Recent OAIC determination on the use of facial recognition technology
The OAIC recently determined that facial recognition software company, Clearview AI, breached the Privacy Act in several respects, including by collecting sensitive information without consent and by unfair means. The OAIC ordered the company to stop collecting information on Australians and to delete any information it has already collected.
The determination followed a joint investigation with the UK Information Commissioner's Office (ICO) into Clearview AI. However, the ICO is still considering its next steps and any formal regulatory action that may be taken under the UK’s data protection laws.
Clearview AI’s facial recognition system includes a database of more than three billion images taken from social media platforms and other publicly available websites. The system is offered to law enforcement agencies around the world and allows users to upload a photo of an individual’s face and locate other facial images of that person collected from the internet. It then links to where the photos appeared for identification purposes. Clearview AI provided trials of its product to Commonwealth and State law enforcement agencies in Australia in 2019 and 2020 and the OAIC's investigation into the Australian Federal Police's trial use of the technology, is still being finalised. The OAIC does not have jurisdiction to investigate State law enforcement agencies.

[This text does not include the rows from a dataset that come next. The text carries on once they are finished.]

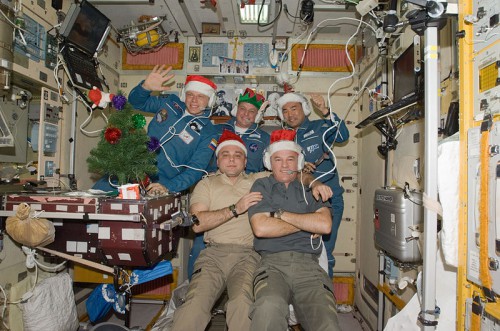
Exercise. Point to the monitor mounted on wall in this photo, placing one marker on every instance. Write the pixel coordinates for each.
(85, 27)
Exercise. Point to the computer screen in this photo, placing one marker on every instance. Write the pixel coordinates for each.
(405, 77)
(86, 27)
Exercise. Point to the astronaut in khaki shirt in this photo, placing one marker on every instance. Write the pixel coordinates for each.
(220, 204)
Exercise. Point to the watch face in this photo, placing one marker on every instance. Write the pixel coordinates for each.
(280, 44)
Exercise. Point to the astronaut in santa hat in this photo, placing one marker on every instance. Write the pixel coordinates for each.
(247, 114)
(294, 110)
(182, 125)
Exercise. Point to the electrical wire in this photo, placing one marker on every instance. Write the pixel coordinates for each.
(273, 20)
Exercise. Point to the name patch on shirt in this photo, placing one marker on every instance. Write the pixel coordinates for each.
(161, 116)
(196, 127)
(312, 148)
(253, 147)
(186, 137)
(177, 107)
(309, 133)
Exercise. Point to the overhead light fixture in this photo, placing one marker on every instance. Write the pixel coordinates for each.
(145, 37)
(123, 2)
(251, 13)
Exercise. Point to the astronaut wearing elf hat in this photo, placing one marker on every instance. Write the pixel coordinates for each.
(294, 109)
(186, 137)
(247, 115)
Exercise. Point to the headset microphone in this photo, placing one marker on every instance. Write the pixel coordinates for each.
(290, 172)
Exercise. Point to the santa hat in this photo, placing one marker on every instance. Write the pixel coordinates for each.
(201, 85)
(229, 138)
(293, 97)
(283, 140)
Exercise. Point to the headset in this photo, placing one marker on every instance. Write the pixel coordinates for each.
(306, 108)
(300, 161)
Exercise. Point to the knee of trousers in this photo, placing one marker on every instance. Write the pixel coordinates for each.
(271, 306)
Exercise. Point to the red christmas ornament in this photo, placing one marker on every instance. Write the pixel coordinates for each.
(112, 135)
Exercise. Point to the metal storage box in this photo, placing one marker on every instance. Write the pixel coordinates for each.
(53, 203)
(138, 243)
(395, 217)
(116, 232)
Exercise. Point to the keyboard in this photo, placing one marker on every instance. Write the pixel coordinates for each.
(390, 110)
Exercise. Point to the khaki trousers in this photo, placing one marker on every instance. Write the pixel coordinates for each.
(219, 267)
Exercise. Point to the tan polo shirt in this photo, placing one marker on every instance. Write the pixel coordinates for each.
(219, 192)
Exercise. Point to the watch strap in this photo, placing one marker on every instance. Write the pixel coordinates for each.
(232, 208)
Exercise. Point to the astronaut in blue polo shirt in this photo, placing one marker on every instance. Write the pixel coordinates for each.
(247, 114)
(293, 109)
(186, 136)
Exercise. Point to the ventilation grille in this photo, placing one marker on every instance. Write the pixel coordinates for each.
(171, 55)
(324, 58)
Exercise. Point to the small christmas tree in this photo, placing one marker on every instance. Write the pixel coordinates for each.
(125, 150)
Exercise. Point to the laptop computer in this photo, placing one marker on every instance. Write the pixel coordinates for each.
(84, 32)
(408, 87)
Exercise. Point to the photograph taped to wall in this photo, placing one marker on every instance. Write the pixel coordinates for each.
(194, 54)
(210, 28)
(224, 103)
(231, 66)
(272, 109)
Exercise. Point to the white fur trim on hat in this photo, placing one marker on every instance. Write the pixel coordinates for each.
(230, 143)
(284, 145)
(293, 97)
(200, 87)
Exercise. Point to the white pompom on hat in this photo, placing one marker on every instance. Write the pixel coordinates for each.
(293, 97)
(201, 85)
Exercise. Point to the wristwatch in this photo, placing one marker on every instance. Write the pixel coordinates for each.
(232, 208)
(195, 220)
(278, 213)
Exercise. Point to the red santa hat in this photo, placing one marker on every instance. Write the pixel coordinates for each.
(283, 140)
(202, 85)
(230, 138)
(293, 97)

The decision follows another recent determination in which the Commissioner also found that the use of facial recognition technology did not meet the requirements of the Privacy Act to obtain consent to collect sensitive information.
Best practice for obtaining consent
The OAIC has provided helpful guidance on ensuring that consent is validly obtained when gathering sensitive personal information. According to the OAIC, entities should not generally rely on implied consent when collecting sensitive information.

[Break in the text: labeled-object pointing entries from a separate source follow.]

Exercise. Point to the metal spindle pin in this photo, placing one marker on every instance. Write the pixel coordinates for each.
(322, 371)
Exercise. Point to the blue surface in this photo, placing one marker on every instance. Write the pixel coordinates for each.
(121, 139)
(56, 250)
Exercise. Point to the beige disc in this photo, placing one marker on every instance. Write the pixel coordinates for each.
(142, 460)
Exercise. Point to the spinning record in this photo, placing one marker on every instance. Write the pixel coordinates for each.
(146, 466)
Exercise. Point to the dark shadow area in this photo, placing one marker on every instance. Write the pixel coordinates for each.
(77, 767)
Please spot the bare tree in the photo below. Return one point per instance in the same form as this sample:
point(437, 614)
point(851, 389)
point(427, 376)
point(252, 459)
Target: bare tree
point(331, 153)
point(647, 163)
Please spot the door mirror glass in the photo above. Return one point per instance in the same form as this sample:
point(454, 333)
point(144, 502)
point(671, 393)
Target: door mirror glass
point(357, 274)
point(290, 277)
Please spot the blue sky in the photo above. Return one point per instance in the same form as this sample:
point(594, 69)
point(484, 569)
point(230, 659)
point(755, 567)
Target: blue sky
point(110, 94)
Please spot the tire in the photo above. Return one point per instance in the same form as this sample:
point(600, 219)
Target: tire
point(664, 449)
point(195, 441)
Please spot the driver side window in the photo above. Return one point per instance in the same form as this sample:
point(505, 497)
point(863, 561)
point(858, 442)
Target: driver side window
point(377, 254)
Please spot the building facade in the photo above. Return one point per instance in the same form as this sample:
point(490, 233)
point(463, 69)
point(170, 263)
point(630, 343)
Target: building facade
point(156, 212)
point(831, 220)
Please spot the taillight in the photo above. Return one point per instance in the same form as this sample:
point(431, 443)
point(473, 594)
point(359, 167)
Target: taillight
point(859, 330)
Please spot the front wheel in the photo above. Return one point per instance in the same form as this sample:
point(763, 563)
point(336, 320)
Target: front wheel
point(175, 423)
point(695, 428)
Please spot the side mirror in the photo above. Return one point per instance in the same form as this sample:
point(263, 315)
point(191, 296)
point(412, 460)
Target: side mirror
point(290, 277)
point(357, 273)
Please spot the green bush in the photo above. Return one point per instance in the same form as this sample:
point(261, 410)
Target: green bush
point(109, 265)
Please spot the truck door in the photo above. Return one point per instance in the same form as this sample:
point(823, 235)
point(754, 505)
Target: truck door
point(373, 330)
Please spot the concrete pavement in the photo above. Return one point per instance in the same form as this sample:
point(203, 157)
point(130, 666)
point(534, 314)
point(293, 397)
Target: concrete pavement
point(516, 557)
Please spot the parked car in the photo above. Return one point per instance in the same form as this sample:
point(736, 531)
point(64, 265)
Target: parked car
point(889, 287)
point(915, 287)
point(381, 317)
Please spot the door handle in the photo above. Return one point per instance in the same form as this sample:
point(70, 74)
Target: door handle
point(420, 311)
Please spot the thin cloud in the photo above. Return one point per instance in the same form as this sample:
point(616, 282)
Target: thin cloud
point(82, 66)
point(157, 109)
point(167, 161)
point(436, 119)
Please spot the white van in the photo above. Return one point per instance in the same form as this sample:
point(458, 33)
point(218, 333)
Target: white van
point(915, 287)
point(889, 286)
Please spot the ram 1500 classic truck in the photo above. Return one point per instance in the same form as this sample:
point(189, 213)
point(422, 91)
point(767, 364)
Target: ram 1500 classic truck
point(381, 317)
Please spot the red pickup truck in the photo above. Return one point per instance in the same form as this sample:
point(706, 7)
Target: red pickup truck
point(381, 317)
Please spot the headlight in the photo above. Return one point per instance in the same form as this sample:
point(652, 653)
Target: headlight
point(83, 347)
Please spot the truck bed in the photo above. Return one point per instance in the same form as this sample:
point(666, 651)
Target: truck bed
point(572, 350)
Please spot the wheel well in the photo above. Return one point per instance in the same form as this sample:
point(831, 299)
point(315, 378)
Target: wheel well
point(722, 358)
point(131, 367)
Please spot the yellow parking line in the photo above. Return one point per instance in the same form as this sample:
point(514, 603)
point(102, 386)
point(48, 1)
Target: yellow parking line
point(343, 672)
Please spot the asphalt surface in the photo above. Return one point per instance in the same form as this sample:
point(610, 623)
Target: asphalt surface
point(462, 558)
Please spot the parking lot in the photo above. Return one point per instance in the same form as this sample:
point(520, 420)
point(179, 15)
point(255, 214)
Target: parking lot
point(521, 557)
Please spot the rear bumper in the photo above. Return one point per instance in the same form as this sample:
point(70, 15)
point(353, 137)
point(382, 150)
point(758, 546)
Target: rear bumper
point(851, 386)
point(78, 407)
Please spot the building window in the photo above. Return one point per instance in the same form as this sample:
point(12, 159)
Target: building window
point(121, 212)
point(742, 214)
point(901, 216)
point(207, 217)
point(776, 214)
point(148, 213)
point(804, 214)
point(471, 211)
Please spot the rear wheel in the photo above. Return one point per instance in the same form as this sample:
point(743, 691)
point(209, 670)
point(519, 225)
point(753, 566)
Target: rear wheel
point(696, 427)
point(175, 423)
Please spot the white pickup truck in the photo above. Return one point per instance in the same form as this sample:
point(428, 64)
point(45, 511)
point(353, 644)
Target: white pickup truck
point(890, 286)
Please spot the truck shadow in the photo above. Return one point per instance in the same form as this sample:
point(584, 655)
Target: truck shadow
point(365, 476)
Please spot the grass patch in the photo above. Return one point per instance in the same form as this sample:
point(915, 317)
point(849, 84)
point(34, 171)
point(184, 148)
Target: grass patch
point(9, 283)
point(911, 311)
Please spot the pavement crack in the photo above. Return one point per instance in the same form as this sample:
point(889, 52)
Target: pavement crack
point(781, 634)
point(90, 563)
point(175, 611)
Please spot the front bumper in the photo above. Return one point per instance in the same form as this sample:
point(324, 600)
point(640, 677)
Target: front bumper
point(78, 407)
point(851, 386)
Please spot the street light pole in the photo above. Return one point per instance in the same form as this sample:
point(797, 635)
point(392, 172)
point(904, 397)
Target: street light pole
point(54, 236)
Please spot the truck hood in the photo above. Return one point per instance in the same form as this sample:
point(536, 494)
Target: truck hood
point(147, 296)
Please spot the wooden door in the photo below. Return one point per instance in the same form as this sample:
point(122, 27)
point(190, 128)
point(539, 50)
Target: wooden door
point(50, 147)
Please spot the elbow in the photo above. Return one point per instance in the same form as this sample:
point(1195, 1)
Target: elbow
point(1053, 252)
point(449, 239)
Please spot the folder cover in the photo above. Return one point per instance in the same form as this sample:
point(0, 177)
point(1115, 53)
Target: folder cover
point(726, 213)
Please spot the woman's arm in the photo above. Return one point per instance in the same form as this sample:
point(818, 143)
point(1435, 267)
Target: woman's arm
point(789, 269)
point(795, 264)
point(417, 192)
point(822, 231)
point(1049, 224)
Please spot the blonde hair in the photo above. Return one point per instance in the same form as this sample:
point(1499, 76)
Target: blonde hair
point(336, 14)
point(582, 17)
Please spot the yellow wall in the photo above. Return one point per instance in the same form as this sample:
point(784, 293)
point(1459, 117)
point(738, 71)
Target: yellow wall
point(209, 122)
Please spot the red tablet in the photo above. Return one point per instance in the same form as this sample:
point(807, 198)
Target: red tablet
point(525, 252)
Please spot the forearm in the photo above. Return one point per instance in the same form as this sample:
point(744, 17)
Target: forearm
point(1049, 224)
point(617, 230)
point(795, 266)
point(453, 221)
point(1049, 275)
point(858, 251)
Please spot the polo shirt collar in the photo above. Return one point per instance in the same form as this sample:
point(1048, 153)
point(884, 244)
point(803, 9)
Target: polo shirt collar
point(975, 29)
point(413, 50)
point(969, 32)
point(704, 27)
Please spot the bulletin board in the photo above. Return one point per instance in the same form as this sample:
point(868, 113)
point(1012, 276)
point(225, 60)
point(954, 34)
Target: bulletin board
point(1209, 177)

However, if consent were to be implied, there are steps entities can take to meet best practice:
- consent should not be ambiguous: any communication about the information should clearly set out exactly what information is being collected. Compound sentences and vague statements should be avoided, e.g. 'by entering the store you consent to facial recognition cameras capturing and storing your image' was considered unclear, as the statement could be interpreted to mean that the store's CCTV system was equipped with facial recognition;
- information should be provided in the vicinity of the collection point, and as part of the process of collecting the information, e.g. if customers are filling out a survey, there should be a section or screen in the survey that explains exactly what information is being collected;
- communications should be current and specific: a general blanket statement or policy should not be relied upon; and
- bundling requests for consent may undermine the validity of consent as customers are not able to choose which collections they agreed to.
Generally, if an entity wishes to collect sensitive information, the request for consent should:
- clearly identify the information to be collected; the recipients; and the purpose of collection;
- be sought expressly and separately from a privacy policy, concurrently with the collection; and
- be fully informed and freely given.
How the Privacy Act may affect your business
New technologies are making it easier than ever to gather, store and analyse vast amounts of data. While this may make it effortless (and tempting) for organisations to collect information without duly informing customers and stakeholders that they are doing so, or even to collect it 'just in case', organisations risk unwanted attention by the OAIC (and potentially other regulators, such as the Australian Competition and Consumer Commission) should they adopt such practices.